Conversation stopped as everyone waited for him to take the first bite; no one would think of beginning to eat before their Emperor did. He heard a slight scuffling noise, and froze for a moment when he realized that it came from the "heating grate" behind the Lord Regent. It was not a heating grate at all, but a secret entrance to the maze of passageways that would allow him to escape the Residence, even from this, its most formal "small" dining room -- small meaning seating less than 100 people. When no armed invaders burst through, Gregor took a bite of the fish, and smiled to himself as his guests murmured appreciation of the high-quality cuisine. He assumed the scuffling had been some mice. The Residence was plagued with mice every winter, come in from the cold streets of Vorbarr Sultana to gather, mate, chew things, and generally annoy the human inhabitants.
He wondered what his young friends, Miles, Ivan, and Elena, were up to. He'd been able to stop in at the Residence's childrens' quarters for a few minutes before this banquet, where Miles had flattened him at Tacti-Go, Ivan had teased him about it, because since when was The Emperor beatable by a little kid, and Elena had just looked fiercely protective of him. Gregor had promised them -- so odd, now, to be the pseudo-adult promiser, rather than the promisee -- places on the Residence's highest tower to watch tonight's fireworks. This brought on nervous excitement and vows that none of them would allow the others to fall asleep before the sky lit up at midnight.
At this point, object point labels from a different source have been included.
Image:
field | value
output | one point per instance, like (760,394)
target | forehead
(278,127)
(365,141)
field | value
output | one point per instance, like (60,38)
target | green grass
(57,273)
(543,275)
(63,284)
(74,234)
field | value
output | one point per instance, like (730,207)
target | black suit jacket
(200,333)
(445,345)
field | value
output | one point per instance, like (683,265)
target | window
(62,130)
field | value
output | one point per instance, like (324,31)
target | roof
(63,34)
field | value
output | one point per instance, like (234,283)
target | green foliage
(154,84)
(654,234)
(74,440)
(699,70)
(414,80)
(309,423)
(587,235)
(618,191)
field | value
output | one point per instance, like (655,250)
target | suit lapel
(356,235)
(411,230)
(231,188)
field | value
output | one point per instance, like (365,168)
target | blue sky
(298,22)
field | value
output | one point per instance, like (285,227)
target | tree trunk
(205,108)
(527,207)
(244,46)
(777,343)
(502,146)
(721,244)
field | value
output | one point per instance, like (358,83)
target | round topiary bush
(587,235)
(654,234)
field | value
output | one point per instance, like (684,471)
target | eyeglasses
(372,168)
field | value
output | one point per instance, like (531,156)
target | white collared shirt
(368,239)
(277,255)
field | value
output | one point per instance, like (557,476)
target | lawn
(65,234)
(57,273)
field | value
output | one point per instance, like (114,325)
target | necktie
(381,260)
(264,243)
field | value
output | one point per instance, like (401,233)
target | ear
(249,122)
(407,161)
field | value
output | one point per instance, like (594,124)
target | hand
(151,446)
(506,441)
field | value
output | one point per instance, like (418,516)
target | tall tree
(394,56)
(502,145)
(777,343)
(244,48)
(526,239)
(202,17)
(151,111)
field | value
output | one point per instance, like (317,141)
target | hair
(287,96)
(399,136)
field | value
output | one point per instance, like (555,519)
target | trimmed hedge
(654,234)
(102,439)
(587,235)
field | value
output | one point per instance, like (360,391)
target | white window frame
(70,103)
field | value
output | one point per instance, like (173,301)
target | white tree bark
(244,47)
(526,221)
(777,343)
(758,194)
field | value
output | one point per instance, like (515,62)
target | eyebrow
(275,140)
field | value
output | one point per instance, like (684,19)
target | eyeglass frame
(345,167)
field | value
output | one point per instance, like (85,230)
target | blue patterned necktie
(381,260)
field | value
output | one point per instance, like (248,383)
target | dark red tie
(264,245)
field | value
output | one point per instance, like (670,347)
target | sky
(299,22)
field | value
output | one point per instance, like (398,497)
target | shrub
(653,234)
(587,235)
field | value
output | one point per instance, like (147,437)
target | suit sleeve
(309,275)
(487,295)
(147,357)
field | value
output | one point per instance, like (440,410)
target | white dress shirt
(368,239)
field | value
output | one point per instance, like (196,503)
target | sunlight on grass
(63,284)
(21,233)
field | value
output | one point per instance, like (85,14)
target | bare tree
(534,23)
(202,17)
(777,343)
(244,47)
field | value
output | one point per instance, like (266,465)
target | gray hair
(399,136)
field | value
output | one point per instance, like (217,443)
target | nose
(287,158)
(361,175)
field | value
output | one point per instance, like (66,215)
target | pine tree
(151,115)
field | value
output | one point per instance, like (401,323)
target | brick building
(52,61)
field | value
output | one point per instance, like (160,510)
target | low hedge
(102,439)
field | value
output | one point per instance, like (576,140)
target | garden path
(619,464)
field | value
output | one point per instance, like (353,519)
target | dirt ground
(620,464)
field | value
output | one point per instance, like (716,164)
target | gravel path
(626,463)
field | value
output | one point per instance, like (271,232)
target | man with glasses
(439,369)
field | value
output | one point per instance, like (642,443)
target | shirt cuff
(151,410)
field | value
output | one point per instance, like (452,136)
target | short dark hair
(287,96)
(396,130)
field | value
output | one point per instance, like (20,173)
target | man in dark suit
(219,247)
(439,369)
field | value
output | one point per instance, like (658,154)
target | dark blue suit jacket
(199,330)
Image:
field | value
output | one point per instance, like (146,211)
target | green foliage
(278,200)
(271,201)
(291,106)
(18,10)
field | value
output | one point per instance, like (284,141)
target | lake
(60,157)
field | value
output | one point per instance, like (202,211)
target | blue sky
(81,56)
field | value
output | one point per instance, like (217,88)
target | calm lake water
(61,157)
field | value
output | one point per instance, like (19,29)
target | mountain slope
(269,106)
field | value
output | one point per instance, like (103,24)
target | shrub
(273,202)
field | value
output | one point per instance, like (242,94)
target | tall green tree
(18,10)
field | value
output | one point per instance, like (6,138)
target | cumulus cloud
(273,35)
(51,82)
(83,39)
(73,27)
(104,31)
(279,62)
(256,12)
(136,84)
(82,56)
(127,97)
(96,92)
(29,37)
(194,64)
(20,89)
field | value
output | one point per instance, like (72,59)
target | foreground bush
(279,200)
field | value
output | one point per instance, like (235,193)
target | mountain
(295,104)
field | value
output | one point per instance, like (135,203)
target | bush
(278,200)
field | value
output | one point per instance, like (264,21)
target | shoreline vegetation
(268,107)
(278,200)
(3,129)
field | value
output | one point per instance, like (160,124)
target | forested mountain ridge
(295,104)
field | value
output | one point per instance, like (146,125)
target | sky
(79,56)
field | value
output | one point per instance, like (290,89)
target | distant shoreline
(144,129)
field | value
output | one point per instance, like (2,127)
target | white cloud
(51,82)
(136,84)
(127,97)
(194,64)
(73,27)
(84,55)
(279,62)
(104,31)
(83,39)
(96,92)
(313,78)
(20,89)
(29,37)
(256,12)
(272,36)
When the fish was just a buttery memory, there was more conversation, none of it of particular interest to Gregor, especially since he knew that, unlike the spontaneity he got from Miles or Ivan, every word was measured and constructed for his consumption. No other fourteen year old boy on Barrayar -- or anywhere in the Nexus for that matter -- received such deference from adults. He snuck a grin at Lady Vorkosigan, who was stuck in an interminable conversation between the tedious Count Vorsmythe and the High Minister for Trade, a man interesting only to those who appreciated long discourses on economic modeling.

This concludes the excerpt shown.